Open amarts opened 6 years ago
Certainly this feature would mean a world of simplification from a CSI-based deployment standpoint. It would mean that a gluster-block node driver wouldn't need to bundle any special packages, and could just make use of the FUSE client in the glusterfs node driver.
We briefly discussed other ways (in addition to loopback itself) to accomplish a similar behavior:
These would all accomplish the goal of isolating the "block-ness" within the CSI mount container and it would only "talk gluster" to the outside world. Certainly, loopback would be the easiest to prototoype, but one of the alternatives may prove more robust for production cases. More research is needed for those though :-)
CC: @nixpanic
One of the potential issues with a loopback device backed by a network filesystem is that there may be a deadlock when the system gets under memory pressure. This has been reported for loopback mounts on NFS-exports. The problem manifests itself like:
This is something that needs careful reviewing and testing.

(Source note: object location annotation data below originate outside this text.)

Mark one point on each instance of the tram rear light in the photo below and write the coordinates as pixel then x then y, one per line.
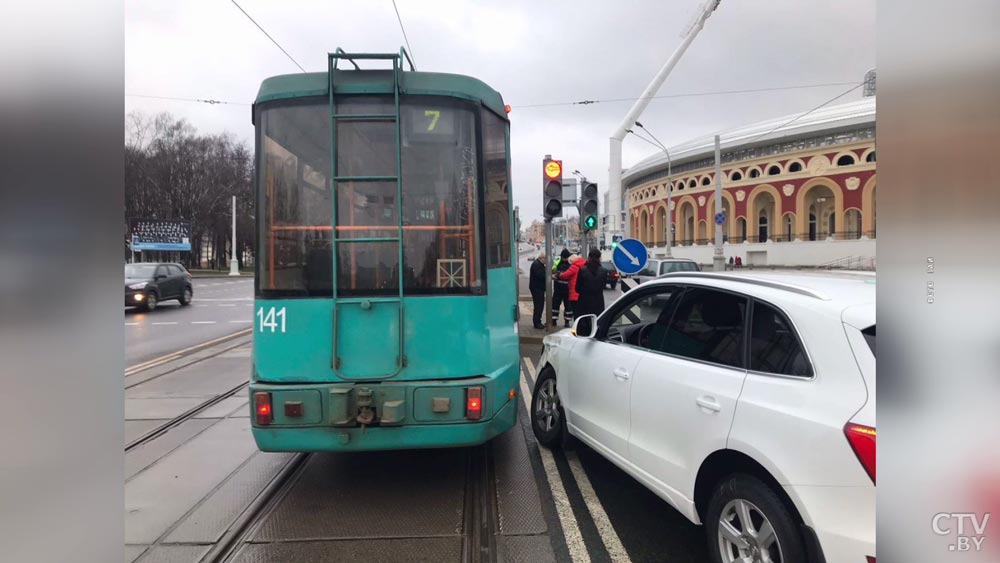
pixel 262 406
pixel 474 403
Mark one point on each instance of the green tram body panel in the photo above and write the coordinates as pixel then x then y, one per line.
pixel 449 342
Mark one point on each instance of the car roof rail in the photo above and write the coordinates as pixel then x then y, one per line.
pixel 801 290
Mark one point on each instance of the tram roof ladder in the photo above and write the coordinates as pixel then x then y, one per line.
pixel 397 66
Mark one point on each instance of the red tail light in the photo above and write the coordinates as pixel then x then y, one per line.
pixel 862 440
pixel 474 403
pixel 262 406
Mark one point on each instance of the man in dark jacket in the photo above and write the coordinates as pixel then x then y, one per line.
pixel 536 284
pixel 560 290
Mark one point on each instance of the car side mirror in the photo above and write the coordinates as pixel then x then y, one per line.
pixel 585 326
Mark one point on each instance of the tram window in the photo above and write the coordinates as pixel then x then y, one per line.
pixel 441 198
pixel 497 193
pixel 295 257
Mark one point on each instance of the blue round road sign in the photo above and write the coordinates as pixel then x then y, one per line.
pixel 630 256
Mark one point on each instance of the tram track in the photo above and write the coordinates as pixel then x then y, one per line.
pixel 480 518
pixel 187 415
pixel 263 504
pixel 181 354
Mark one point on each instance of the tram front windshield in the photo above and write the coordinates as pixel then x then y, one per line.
pixel 440 208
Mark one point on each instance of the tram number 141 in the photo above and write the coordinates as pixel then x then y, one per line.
pixel 271 319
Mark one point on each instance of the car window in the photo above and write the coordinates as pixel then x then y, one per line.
pixel 139 271
pixel 670 267
pixel 774 348
pixel 708 325
pixel 648 308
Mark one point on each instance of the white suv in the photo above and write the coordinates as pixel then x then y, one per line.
pixel 746 401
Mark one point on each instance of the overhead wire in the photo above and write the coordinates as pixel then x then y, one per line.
pixel 175 98
pixel 268 35
pixel 686 95
pixel 405 39
pixel 800 116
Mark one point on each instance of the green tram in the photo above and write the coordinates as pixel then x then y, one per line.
pixel 386 289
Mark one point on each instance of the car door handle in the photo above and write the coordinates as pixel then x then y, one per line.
pixel 708 403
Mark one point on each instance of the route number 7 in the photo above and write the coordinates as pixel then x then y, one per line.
pixel 434 114
pixel 270 319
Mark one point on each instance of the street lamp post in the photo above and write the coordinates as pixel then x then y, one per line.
pixel 670 214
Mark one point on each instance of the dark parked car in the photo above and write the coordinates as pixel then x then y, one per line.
pixel 613 275
pixel 149 283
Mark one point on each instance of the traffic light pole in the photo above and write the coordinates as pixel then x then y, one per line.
pixel 548 274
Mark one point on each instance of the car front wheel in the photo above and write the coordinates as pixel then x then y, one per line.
pixel 548 420
pixel 747 521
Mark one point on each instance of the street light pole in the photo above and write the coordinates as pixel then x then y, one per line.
pixel 670 214
pixel 234 265
pixel 719 259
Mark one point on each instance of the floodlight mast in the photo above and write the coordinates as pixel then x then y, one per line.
pixel 615 165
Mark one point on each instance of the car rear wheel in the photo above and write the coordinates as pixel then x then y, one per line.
pixel 151 301
pixel 746 521
pixel 548 420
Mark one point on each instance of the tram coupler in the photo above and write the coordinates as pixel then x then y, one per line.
pixel 366 414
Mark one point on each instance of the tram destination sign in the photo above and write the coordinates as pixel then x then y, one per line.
pixel 160 234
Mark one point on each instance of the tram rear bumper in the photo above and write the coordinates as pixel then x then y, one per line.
pixel 398 415
pixel 418 436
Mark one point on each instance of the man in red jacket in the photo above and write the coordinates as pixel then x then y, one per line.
pixel 575 263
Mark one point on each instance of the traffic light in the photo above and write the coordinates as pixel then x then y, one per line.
pixel 552 188
pixel 588 205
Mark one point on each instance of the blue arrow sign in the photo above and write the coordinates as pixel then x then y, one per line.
pixel 630 256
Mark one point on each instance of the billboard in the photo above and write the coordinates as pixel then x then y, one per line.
pixel 161 234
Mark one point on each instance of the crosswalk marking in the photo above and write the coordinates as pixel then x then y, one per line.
pixel 574 539
pixel 612 543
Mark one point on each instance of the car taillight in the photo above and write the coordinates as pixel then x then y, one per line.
pixel 862 440
pixel 474 403
pixel 262 406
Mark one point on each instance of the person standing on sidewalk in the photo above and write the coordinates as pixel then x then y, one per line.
pixel 560 289
pixel 570 275
pixel 590 286
pixel 536 285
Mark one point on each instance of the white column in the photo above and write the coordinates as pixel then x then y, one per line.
pixel 234 264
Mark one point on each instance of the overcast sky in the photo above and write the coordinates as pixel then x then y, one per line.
pixel 532 52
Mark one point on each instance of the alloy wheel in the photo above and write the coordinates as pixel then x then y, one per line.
pixel 746 535
pixel 547 405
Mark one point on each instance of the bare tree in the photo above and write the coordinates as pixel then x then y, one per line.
pixel 172 172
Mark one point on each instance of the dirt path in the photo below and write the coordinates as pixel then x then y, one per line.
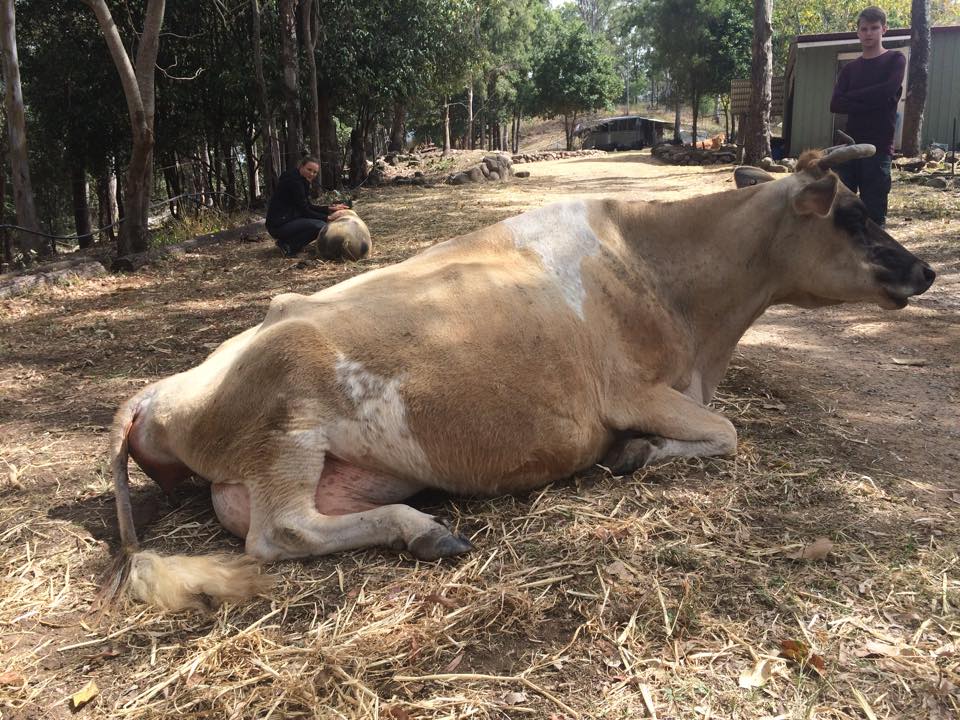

I had posted this in a non-public list a while back, cleaned it up and posting it here again. It's long, but represents what we did with loopback devices and Gluster in an Openshift cluster.
Here is where we were (@JohnStrunk and self) at with our investigation on using loop back devices to serve RWO PVs in an Openshift cloud instance environment. Learning is not specific to that environment, hence posting it here.
Modal of delivery was based on k8s Flexvol driver, and the work can be found here [1]. This is mostly irrelevant to the discussion below, but better to get it out of the way.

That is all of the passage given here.